El centenario de Rolls-Royce, en Madrid

Cada año, el club de privilegiados propietarios de un Rolls-Royce se reúne en una ciudad europea. En 2004, cuando se cumple un siglo de la creación del primer coche de la marca, el grupo ha elegido Madrid para exponer sus vehículos, cercanos a auténticas obras de arte.

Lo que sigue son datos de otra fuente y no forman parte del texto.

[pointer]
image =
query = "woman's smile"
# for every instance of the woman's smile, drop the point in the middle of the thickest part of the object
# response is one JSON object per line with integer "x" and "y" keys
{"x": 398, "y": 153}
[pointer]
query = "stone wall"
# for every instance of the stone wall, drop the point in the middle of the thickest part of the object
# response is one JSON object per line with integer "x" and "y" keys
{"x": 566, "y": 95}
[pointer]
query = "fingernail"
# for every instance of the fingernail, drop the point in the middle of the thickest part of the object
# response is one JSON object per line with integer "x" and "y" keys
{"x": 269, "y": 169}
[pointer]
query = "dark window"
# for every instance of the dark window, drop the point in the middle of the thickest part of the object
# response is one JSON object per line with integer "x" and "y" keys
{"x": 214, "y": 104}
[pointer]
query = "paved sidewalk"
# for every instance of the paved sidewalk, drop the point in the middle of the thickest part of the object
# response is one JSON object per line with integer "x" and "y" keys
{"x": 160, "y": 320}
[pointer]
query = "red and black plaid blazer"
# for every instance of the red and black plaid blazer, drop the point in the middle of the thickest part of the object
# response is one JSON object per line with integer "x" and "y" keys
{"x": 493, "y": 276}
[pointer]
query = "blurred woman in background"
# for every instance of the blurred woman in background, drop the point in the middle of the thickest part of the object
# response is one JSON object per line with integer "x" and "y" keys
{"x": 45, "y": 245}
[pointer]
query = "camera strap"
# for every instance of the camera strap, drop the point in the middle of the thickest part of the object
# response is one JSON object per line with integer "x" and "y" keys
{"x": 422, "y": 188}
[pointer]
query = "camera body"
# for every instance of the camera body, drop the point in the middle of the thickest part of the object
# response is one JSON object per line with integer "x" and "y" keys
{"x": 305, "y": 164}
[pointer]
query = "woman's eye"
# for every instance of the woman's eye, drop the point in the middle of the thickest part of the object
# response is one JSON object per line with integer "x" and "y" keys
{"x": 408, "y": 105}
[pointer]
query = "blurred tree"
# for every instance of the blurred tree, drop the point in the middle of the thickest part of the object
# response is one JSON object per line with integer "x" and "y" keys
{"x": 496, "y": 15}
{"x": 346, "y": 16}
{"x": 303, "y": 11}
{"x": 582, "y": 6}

El centenario de Rolls-Royce, en Madrid
El centenario de Rolls-Royce, en Madrid

El Paseo de Coches del Retiro (Madrid) fue el lugar escogido por los miembros del Rolls Royce Enthusiast’s Club para exponer sus vehículos y celebrar así el centenario de la marca.Más de 80 miembros de la entidad se desplazaron hasta la capital para exhibir sus coches. La mitad de ellos llegaron desde Gran Bretaña –cuna del fabricante- y, tras una breve parada en Bilbao (donde reside el mayor coleccionista de estos vehículos en Europa, con 44 Rolls en su haber), llegaron a Madrid. El lujo se respiraba por todas partes: los integrantes del club, en una carpa, degustaban caviar y champán, mientras los curiosos admiraban los Phantom, Silver Spirit, Bentley o Silver Shadow alineados en el parque.Los propietarios del automóvil más elegante, Howard Philips y su mujer, se hicieron con un viaje al Caribe para dos personas gracias a su Silver Ghost de 1912, la pieza más antigua entre las expuestas.- El lujo, la distinción, la tecnología y la exclusividad son cualidades inherentes a los Rolls-Royce. Por ello, algunos sólo se han vendido a reyes y jefes de estado: el Phantom IV, con un motor de ocho cilindros, fue, a principios de los años 50, uno de los vehículos preferidos del Aga Khan, el sha de Persia o la Casa Real británica.
- Su producción, artesanal, es muy reducida. Se trata de piezas únicas y completamente personalizadas.
- A mediados de los 50, Rolls-Royce ya disponía de un cambio semiautomático y amortiguadores regulables electrónicamente. Los vehículos podían alcanzar velocidades de 180 km/h.